Fue su esposa una joven argentina, Angela Gutiérrez, hija de Gregorio Gutiérrez y de Bernardina Vázquez, Siete hijos (Sixta, Manuel, Angela, Felipe, Alejandro, Eduardo y Fermina) nacieron del matrimonio.
En 1896 se establece en Buenos Aires y ocupa una finca en la calle Venezuela 2743, una de sus propiedades. En los últimos años de su existencia vivió en la calle Colombres 137, casa tomada en alquiler. La ocupaba juntamente con la familia de su hijo Felipe, cuya precaria salud por afección asmática hizo que no se separara de su padre, cuidando sus intereses y administrándole los bienes.
Esta casa era amplia como todas las casonas del siglo XIX, construida sin reducción de medidas, airosa y asoleada. Sus jardines cubrían buena parte del predio, donde había una verdadera plantación de olorosos jazmines y madreselvas; la alhucema, el romero, la retama y la malva esparcían igualmente suaves perfumes, mientras alegres pájaros, de canto armonioso pululaban en las matas.
Gozaba el anciano de esta pequeña estampa gallega, pero recordaba en su corazón con profunda tristeza la lejanía de su tierra natal, sus campos y sus rías, los viejos muros de Compostela, los oscuros musgos y los campanarios de sus iglesias centenarias y el tañido de sus bronces surcando los cielos.
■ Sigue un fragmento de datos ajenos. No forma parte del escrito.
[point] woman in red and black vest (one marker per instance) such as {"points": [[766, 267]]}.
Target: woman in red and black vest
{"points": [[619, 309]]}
Don Manuel mucho amó a la Argentina, en la que vivió desde su adolescencia, con verdadera pasión de argentino.
Repuesto de una ligera parálisis facial, una dolencia en un pie le obliga a permanecer en su domicilio por algún tiempo. Ya en la silla de ruedas, era paseado por los jardines por su nieta preferida, hoy señora de Morán. En los años siguientes, durante el período de enfermedad lo visita monseñor Mariano A. Espinosa y le administra en varias oportunidades los sacramentos de la penitencia y de la eucaristía. Para el caso, Rodríguez Fragio hace construir en su domicilio de la calle Colombres un adecuado retablo donde colocar decorosamente a Jesús Sacramentado.
La ulceración del pie hace crisis y a comienzos de 1899 empeora notablemente. Pierde su lucidez habitual y en pocos días, a las tres del 12 de febrero, deja de existir. El certificado de defunción, extendido por el Dr. Claudio Bottega, indica como causal de la muerte “gangrena senil”. Sus restos fueron depositados en la bóveda que hiciera levantar en el cementerio del Oeste poco antes de su desaparición. Los despojos de Manuel Eustaquio Rodríguez Fragio debieron ser trasladados a España, como consta en el artículo séptimo de su testamento, pero su último deseo no pudo ser cumplido por circunstancias extrañas y adversas que tuvieron origen en hechos poco claros al resolverse la tramitación del juicio sucesorio.
Su esposa, domiciliada por entonces en la calle Humberto Iº 2168, falleció el 8 de noviembre de 1900, inhumándose en la misma bóveda. Los restos de ambos, hoy reducidos y puestos en urnas, se hallan al pie del altar del sepulcro familiar.